NHTSA Declares 56 Million Takata Airbag Inflators Don’t Need Recall
Now these won’t be added to the 63 million vehicles already recalled for airbag issues, but some older VW Beetle and Passat models will be newly recalled as a precaution.
- The National Highway Traffic Safety Administration (NHTSA) has decided that almost all of a massive batch of Takata airbag inflators that it has been investigating since 2016 do not need to be recalled.
- The issue is how a desiccant affects the functionality of the airbags, not the shrapnel-spraying issue that was the focus of the massive Takata airbag recall that started in 2013.
- Some VW models, including Beetles, Beetle convertibles, and Passats, will be recalled starting at the end of the year as they’re equipped with airbags that may not work correctly four years from now, NHTSA said.
Fifty-six million Takata airbag inflators will remain in their vehicles, the National Highway Traffic Safety Administration (NHTSA) said Thursday, declaring these particular devices safer than the 63 million Takata inflators that have already been recalled in a years-long process that has affected 19 automakers and millions of vehicles around the world since first being announced in 2013.
NHTSA’s announcement this week concerns airbags that have a desiccant (a material used to keep moisture out, which most people are likely familiar with from some packaged foods) called phase-stabilized ammonium nitrate (PSAN). Using information from Takata and the Independent Testing Coalition, a consortium of vehicle manufacturers, and others, the NHTSA said that “none of the desiccated inflators pose an imminent risk to safety.”
The Center for Auto Safety issued a statement disagreeing with NHTSA’s decision not to recall the additional vehicles, claiming the government agency “chose to neither undertake its own testing, nor release industry information to the public” before making this announcement.
VWs Being Recalled
To make matters a bit confusing, there are around 370,000 vehicles with the PSAN desiccated airbag inflators that are being recalled because they pose a higher safety risk than other vehicles, but not for another four years, the NHTSA said. Limited to three VW models—2012 to 2019 Beetles and Beetle convertibles and 2011–2014 model year Passats—this additional recall will take place in three risk-based phases, NHTSA said, starting December 31, 2020. Owners of VW vehicles can check the NHTSA website for details on the recall.

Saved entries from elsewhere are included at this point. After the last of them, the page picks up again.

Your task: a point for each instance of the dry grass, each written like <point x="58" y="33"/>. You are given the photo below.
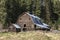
<point x="31" y="35"/>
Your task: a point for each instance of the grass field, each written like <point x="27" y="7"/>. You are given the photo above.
<point x="30" y="35"/>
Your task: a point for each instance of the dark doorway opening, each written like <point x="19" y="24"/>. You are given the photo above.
<point x="18" y="29"/>
<point x="24" y="28"/>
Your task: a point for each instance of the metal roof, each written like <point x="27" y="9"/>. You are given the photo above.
<point x="37" y="21"/>
<point x="16" y="25"/>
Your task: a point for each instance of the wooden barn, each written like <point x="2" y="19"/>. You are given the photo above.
<point x="26" y="22"/>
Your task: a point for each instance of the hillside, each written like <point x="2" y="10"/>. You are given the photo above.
<point x="31" y="35"/>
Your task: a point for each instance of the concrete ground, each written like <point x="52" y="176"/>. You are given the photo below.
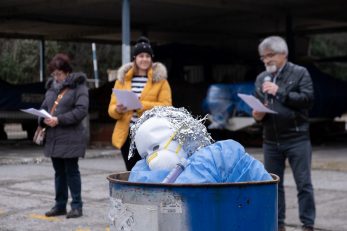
<point x="26" y="188"/>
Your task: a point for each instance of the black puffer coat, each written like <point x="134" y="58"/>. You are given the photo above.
<point x="293" y="100"/>
<point x="67" y="139"/>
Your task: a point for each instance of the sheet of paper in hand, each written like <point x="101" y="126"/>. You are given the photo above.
<point x="41" y="113"/>
<point x="128" y="98"/>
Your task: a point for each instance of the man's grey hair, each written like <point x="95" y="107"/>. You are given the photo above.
<point x="274" y="43"/>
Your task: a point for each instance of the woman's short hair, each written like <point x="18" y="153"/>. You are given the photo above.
<point x="60" y="62"/>
<point x="274" y="43"/>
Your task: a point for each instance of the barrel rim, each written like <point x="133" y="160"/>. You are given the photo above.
<point x="111" y="178"/>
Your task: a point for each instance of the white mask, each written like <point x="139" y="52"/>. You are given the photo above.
<point x="154" y="142"/>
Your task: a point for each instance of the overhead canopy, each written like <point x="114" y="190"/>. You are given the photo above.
<point x="184" y="21"/>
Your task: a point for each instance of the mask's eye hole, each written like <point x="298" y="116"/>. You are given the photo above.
<point x="156" y="147"/>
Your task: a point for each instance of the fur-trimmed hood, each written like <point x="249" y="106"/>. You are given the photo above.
<point x="159" y="71"/>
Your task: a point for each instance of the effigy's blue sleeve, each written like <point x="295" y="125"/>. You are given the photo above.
<point x="221" y="162"/>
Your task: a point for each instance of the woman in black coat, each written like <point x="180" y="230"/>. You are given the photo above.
<point x="65" y="138"/>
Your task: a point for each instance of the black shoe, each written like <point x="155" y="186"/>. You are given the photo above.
<point x="55" y="212"/>
<point x="281" y="227"/>
<point x="74" y="213"/>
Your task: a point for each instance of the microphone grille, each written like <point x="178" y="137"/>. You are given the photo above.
<point x="267" y="79"/>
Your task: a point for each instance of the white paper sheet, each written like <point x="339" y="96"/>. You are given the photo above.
<point x="255" y="104"/>
<point x="40" y="113"/>
<point x="128" y="98"/>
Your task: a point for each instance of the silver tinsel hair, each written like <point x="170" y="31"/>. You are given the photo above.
<point x="190" y="133"/>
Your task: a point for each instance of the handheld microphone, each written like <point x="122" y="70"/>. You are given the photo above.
<point x="266" y="95"/>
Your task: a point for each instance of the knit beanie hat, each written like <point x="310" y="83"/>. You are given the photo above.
<point x="143" y="45"/>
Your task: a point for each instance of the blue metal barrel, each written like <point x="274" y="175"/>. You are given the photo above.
<point x="244" y="206"/>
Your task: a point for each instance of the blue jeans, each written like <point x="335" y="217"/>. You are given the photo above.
<point x="299" y="154"/>
<point x="67" y="176"/>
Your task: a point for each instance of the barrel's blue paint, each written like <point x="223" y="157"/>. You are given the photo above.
<point x="171" y="207"/>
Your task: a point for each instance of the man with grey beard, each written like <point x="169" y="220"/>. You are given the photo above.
<point x="287" y="89"/>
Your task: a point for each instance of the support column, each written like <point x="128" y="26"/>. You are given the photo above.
<point x="290" y="37"/>
<point x="126" y="32"/>
<point x="95" y="66"/>
<point x="42" y="60"/>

NHTSA’s original Takata recall was for inflators that in some cases could explode metal pieces into the air when deployed. Those malfunctioning airbags caused at least two dozen deaths and almost 300 injuries around the world. NHTSA had said in 2016 that it would investigate the PSAN desiccant issue and make a decision on the 56 million affected air bags by the end of 2019. Despite this new announcement, the NHTSA said it will continue to monitor the PSAN desiccant issue “to determine whether they may begin to show evidence of degradation that may eventually create a safety risk.”

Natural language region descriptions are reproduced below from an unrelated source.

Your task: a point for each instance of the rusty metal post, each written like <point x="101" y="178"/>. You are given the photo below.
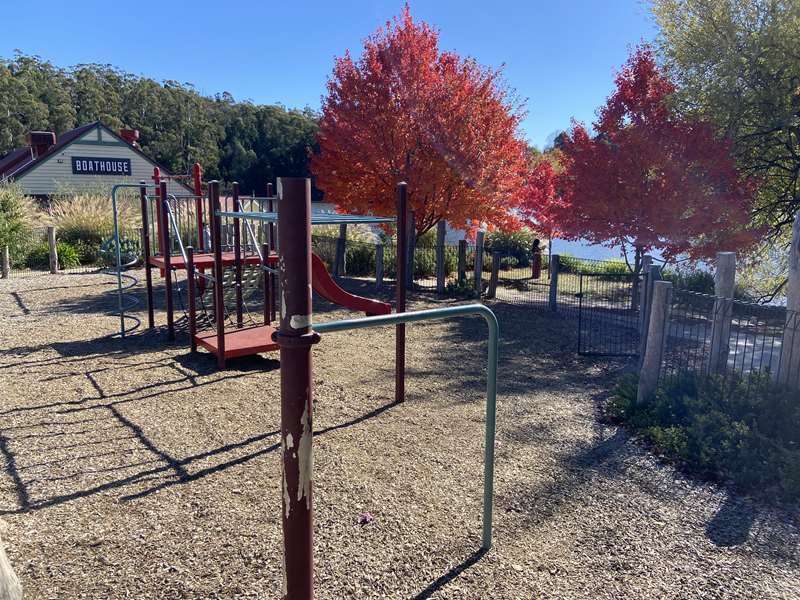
<point x="148" y="275"/>
<point x="265" y="278"/>
<point x="271" y="234"/>
<point x="237" y="254"/>
<point x="400" y="289"/>
<point x="165" y="249"/>
<point x="190" y="290"/>
<point x="216" y="245"/>
<point x="295" y="339"/>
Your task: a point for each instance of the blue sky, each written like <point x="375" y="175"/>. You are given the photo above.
<point x="559" y="55"/>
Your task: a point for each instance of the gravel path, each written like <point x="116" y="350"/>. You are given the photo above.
<point x="134" y="470"/>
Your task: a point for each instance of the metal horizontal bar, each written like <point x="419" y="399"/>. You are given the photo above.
<point x="491" y="376"/>
<point x="316" y="218"/>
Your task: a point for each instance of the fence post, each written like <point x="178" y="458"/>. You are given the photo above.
<point x="656" y="333"/>
<point x="441" y="228"/>
<point x="479" y="262"/>
<point x="554" y="267"/>
<point x="51" y="244"/>
<point x="789" y="365"/>
<point x="653" y="275"/>
<point x="341" y="247"/>
<point x="411" y="248"/>
<point x="462" y="261"/>
<point x="492" y="291"/>
<point x="724" y="280"/>
<point x="6" y="262"/>
<point x="378" y="265"/>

In January 2020, NHTSA said that more than 36 million defective inflators from its original recall had been repaired since the issue became public. But that still left almost 16 million recalled Takata inflators unrepaired and, presumably, on the road. NHTSA said that most of these 16 million are older and “inherently more difficult to reach” since vehicle owner registration data isn’t always correct.